In his address to its national conference, Pat Rabbitte repositioned the Labour party. He did this by among other things arguing that henceforth Labour policies on public sector reform must be driven by the interest of consumers and not just that of public sector workers.
He made this point again to a safe enough audience at the Cobh Chamber of Commerce earlier this summer and even repeated it, if somewhat more softly, to the SIPTU conference a few weeks ago. This appears to be a central plank in the Rabbitte strategy to slowly tilt the Labour party towards the centre.
They know it is more appealing than the usual public sector ownership rant and workers' rights rant which some in the Labour party have reverted to in recent decades.
However, Rabbitte's words are about to be tested. Last week the country's largest trade union SIPTU, to which the Labour party is closest, proudly announced that 80% of the workers it represents in the airports have voted for strike action in opposition to the restructuring of Aer Rianta. The public face the prospect of a winter of air travel discontent because SIPTU has its own views on the future of the ownership of the airport management companies.
On the ground, SIPTU and other unions are also going to be responsible for travel chaos because they disagree with the government policies on the ownership of bus routes and the restructuring of CIE. Having already subjected the ailing Dublin Bus to the additional financial burden of a no fares day, the trade unions are now threatening further industrial action on road and rail.
WHERE will the Labour party stand on these issues? To date, Pat Rabbitte's response has been to follow the lead of the trade union leaders and seek to depict Seamus Brennan as some kind of ideologue obsessed about privatisation.
Rabbitte's other approach has been to deflect the issue somewhat with calls for more consultation with the workers.
Many voters in the middle ground are concerned that extreme elements of the trade union movement, having been unable to achieve the implementation of their left-of-centre and public-ownership ideology by means of the ballot box, now want to take their placards in their other hand and use their strike muscle to force their views on government.
Labour's dilemma is that many member of the public feel it is in fact the trade unions and not the minister that are preoccupied with issue of ownership.
To justify their more extreme stance the transport unions need to portray Seamus Brennan as some type of ideologue bogeyman. However, the problem for Labour is that their market research will tell them that most voters see Brennan as an energetic minister seeking to come to terms with the policy gridlock and worker inflexibility that has left public transport in a mess.

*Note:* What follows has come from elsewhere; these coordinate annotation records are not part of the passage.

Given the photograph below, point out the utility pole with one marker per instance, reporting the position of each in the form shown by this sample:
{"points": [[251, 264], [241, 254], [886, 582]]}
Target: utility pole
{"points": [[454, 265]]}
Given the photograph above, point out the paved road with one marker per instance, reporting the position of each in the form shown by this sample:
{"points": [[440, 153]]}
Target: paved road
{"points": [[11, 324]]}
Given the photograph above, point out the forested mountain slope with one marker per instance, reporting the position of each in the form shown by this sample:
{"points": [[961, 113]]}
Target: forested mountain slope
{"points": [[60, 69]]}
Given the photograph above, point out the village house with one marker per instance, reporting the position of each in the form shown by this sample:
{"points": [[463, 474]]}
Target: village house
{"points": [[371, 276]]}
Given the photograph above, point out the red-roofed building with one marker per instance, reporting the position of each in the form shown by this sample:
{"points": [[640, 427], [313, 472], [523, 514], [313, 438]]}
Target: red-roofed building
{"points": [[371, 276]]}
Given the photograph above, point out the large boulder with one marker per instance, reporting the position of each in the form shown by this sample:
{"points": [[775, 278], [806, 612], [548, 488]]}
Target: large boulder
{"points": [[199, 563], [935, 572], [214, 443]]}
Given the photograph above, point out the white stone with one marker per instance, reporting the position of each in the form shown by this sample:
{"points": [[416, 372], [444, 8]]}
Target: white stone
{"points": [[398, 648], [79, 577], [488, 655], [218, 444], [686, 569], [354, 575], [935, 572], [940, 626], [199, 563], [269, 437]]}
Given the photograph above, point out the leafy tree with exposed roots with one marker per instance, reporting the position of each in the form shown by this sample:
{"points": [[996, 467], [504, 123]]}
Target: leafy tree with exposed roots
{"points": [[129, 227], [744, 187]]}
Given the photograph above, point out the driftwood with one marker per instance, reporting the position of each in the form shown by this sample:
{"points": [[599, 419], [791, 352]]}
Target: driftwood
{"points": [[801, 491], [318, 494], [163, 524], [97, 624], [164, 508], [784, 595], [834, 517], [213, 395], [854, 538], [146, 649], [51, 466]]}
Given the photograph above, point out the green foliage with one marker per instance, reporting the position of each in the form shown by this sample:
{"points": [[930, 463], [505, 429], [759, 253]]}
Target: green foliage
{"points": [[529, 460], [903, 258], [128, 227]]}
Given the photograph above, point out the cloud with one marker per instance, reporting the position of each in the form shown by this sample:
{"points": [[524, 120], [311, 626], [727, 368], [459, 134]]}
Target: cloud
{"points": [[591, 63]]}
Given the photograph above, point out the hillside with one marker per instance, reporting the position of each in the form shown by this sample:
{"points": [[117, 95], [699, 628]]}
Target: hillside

Many can see through the unions' attempt to dress their protection of their own vested interest in the flimsy clothing of acting in the public's interest. Of course the unions are entitled to be consulted but that doesn't mean that they have to be agreed with. Some unions arrogantly seek to position themselves as the decisive arbitrator of what it is in the public and consumer interest. Most voters would prefer to leave it to the elected government and Oireachtas to determine what the public interest is and will resent the efforts of the unions to use strike muscle to seek to overrule the policy outcome of the political and parliamentary process.
That's why Rabbitte will have to be careful about his public stance if and when these strikes come. He won't get away with talking out of both sides of his mouth. There won't be room for supporting the comrades in their strike action while at the same time pretending to the wider electorate that it is the consumer interest and not the transport workers' interest which must prevail.